Mujeres ¡superpoderosas! ¿Heroínas?

Si creían que las princesitas de los cuentos de hadas nos han dañado el cerebro, esto un juego de niños comparado con lo que han hecho las “heroínas” de los cómics. Son mujeres valientes, fuertes (parecen fisicocultiristas), incansables, dotadas de “súper poderes” capaces de levantar coches, volar miles de kilómetros, con talentos inimaginables dignos de toda una PODEROSA. Pareciera que estas heroínas, que sacudieron la cabeza de muchas mujeres de mi edad en nuestra infancia, no necesitan a nadie, se las arreglan solitas. Ellas están para ayudar sin chistar ni quejarse, y no solo a sus amigos cercanos, no, no ,no, noooo ¡A TODA LA HUMANIDAD! Y se ofrecen al mundo con todo su “poder”, olvidándose muchas veces de ellas mismas.

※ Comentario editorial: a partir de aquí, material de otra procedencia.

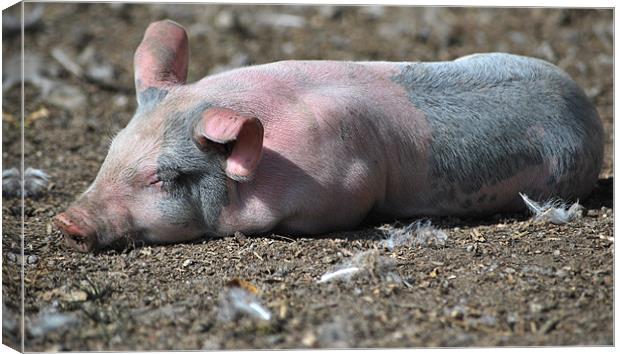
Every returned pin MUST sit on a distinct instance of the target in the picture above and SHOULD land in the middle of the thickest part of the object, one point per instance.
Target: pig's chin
(168, 235)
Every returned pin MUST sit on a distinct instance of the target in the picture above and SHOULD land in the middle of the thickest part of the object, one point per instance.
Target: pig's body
(320, 146)
(344, 140)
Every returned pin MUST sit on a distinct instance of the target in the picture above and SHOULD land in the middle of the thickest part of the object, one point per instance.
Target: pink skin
(301, 123)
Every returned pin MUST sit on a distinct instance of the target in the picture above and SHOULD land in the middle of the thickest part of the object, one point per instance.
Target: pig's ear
(160, 60)
(224, 126)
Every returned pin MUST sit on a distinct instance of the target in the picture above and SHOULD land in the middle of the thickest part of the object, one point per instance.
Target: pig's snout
(77, 234)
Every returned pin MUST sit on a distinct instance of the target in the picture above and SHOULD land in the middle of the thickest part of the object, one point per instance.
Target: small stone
(309, 340)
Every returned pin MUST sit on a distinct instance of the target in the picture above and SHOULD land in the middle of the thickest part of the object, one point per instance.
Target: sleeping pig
(307, 147)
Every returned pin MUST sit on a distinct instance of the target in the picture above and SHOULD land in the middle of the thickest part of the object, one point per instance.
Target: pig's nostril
(75, 236)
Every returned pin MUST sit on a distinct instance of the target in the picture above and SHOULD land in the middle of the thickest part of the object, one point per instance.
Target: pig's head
(167, 174)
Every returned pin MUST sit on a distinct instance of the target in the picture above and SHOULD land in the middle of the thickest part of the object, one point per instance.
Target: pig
(310, 147)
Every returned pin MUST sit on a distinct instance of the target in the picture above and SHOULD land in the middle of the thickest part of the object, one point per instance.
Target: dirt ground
(499, 281)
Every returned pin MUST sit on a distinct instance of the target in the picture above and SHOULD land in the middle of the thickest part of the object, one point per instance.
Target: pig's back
(503, 124)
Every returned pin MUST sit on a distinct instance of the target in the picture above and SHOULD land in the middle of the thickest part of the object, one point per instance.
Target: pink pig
(306, 147)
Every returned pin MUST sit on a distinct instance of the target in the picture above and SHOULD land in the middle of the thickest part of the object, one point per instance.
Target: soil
(500, 281)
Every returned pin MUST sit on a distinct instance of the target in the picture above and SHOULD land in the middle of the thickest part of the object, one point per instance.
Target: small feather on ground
(554, 211)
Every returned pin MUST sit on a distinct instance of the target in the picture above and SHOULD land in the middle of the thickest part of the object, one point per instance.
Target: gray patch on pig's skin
(480, 108)
(149, 97)
(194, 179)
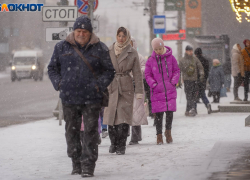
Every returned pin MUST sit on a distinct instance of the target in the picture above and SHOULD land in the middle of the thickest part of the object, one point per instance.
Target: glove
(139, 96)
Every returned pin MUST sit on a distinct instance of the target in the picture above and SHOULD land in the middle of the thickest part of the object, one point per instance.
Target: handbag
(105, 100)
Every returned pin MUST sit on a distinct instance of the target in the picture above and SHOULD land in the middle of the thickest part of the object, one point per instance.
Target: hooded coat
(184, 64)
(237, 62)
(216, 78)
(139, 114)
(162, 74)
(69, 74)
(121, 90)
(246, 56)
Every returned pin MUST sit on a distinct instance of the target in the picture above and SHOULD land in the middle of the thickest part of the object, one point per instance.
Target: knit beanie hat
(157, 42)
(83, 22)
(198, 51)
(245, 42)
(216, 61)
(189, 48)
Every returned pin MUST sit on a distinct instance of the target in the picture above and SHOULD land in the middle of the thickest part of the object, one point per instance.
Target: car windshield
(24, 60)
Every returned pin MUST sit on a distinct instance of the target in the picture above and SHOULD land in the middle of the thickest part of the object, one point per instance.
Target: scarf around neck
(120, 47)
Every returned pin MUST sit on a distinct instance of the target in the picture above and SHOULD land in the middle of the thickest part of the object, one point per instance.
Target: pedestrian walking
(99, 131)
(104, 126)
(162, 74)
(139, 114)
(119, 114)
(246, 56)
(216, 80)
(81, 92)
(202, 84)
(237, 69)
(190, 67)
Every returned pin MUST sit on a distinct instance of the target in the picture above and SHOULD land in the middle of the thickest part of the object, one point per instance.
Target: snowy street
(37, 150)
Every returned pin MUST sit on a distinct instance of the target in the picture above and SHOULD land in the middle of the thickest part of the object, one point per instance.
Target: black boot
(113, 139)
(76, 167)
(121, 150)
(122, 132)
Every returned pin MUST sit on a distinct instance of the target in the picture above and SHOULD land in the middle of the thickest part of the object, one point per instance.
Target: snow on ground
(37, 150)
(5, 73)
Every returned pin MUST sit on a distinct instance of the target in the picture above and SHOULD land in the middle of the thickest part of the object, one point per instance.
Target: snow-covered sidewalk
(38, 150)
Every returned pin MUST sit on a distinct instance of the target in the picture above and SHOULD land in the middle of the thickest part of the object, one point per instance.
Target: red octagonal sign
(83, 5)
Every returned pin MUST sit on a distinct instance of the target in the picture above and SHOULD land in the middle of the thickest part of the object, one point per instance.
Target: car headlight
(33, 67)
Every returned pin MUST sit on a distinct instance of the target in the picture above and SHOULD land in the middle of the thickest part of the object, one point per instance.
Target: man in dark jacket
(202, 84)
(80, 91)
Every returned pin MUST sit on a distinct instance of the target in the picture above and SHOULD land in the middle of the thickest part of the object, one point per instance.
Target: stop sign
(83, 6)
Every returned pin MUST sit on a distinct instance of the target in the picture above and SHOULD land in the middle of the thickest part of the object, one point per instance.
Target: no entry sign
(83, 6)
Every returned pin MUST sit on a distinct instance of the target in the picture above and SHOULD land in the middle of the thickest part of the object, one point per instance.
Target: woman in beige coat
(237, 69)
(139, 114)
(118, 115)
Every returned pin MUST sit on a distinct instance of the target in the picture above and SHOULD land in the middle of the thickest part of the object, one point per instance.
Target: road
(26, 100)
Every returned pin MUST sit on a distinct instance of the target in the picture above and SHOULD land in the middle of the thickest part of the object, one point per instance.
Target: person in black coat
(81, 92)
(201, 85)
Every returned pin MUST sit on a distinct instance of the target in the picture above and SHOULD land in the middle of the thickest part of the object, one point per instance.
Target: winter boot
(237, 99)
(192, 112)
(76, 167)
(133, 142)
(159, 139)
(99, 140)
(121, 150)
(209, 109)
(105, 134)
(87, 174)
(169, 138)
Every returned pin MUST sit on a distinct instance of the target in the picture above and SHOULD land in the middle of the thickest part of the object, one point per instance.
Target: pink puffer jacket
(162, 74)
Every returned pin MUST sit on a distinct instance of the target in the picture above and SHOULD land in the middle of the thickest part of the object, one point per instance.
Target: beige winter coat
(121, 90)
(237, 63)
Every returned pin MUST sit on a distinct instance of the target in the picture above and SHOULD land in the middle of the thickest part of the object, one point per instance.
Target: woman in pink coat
(162, 74)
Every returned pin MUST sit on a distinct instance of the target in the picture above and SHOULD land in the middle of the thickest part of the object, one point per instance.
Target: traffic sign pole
(65, 23)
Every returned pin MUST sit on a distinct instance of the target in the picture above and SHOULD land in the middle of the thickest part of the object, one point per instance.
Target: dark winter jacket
(205, 64)
(216, 78)
(69, 74)
(184, 65)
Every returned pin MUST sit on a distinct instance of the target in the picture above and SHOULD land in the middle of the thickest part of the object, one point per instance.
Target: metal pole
(91, 10)
(179, 43)
(60, 111)
(63, 3)
(152, 8)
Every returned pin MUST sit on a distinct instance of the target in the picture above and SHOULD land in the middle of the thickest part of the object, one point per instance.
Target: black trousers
(136, 134)
(159, 119)
(87, 151)
(237, 82)
(118, 135)
(246, 84)
(216, 96)
(190, 90)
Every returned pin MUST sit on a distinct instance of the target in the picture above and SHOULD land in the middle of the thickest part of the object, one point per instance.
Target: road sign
(59, 13)
(57, 34)
(174, 5)
(83, 6)
(159, 24)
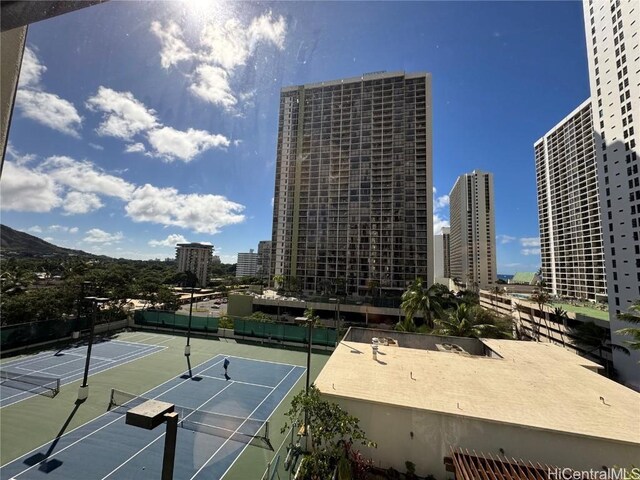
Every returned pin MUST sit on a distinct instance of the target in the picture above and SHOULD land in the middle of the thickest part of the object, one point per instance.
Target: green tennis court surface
(53, 437)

Si analizo algunos comportamientos muy conocidos, podría decir que algunas de nosotras somos como la Mujer Elástica, nos amoldamos, nos adaptamos y readaptamos a cualquier persona, trabajo, ambiente o situación por extrema que parezca y a toda costa, aunque pongamos en juego la tonicidad muscular de nuestro cuerpo.

Otras, utilizamos el avión de la Mujer Maravilla, que tiene la virtud de ser invisible, para usarlo en nuestra vida como muro trasparente para protegernos de cualquier peligro… pero también del amor. ¿Alguna vez se han preguntado la de veces que ella se sintió mareada de tanta vuelta?… ¿se lo dijo a alguien?… ¿se quejó?… nooooooo de eso nada, ella firme en su impostura (seguro que lo aplaca tomando Dramamine o cualquier cosa para la Laberintitis).

Y  la gemela de Los gemelos fantásticos recuerdan esto ¡Poderes de los gemelos fantásticos ACTíVENSE! Pues algunas de mis amigas son así: ¡En forma de mocho para la limpieza!, ¡En forma de biberón!, ¡En forma de amante obligatoria!, ¡En forma de cocinera!, ¡En forma de consejera sentimental! ¡En forma de la mejor amiga!… y terminamos adquiriendo la forma que todo el mundo desea y necesita, pero que muchas veces nada tiene que ver con lo que nosotras queremos de verdad.

Otras van por la vida a lo Gatúbela o Catwoman, vestidas de cuero, misteriosas, liberales, con el látigo en mano y enmascaradas de “Diosas sexuales sin sentimientos”… cuando en el fondo somos unas gaticas dulces que lo único que deseamos es que nos abracen… o como mínimo nos llamen al día siguiente.

Las que tienen complejo de Super girl van de misión en misión, se las pasan volando por los aires sin parar un minuto a descansar  y mientras más fuertes, más rápidas y más valientes seamos mejor… pero basta con que nos muestren un poquito de Criptonita sentimental, para vernos quebradas en mil pedacitos  por la caída.

Y yo me pregunto ¿Para qué? ¿Vale la pena ser tan valiente?, ¿Vale la pena ser tan dispuestas, tan “fuertes” en apariencia, como que todo lo podemos, todo lo soportamos y nada nos supera? No lo creo. Hay algo extraño en nuestro inconsciente colectivo femenino, se los digo porque lo he vivido, que por ser independientes y libres, creemos que no necesitamos de nadie y eso es falso. Se nos olvida mucha veces que somos humanas, que necesitamos dejar la capa, el látigo y los poderes de un lado para aceptar una ayuda, un elogio, y un “te quiero” de vez en cuando. Que mientras más pasan los años y nos valemos por nosotras mismas, nos da el poder y nos monta en la palestra de las heroínas, donde  “Ningún hombre no va a venir a mantenerme a mí, yo me basto sola” (escuché de la boca de una amiga)

¡CARAMBA!… de vez en cuando viene bien ser mujer florero por un tiempo, pienso yo, como para descansar un rato, eso ni te hace frágil ni te convierte en víctima. Entiende que tu poder como mujer no te lo va a quitar nadie que venga a darte su mano para sacarte a bailar y regalarte un abrazo para que llores si lo necesitas, porque es más heroína la que acepta sus derrotas y bajones cuando los tiene.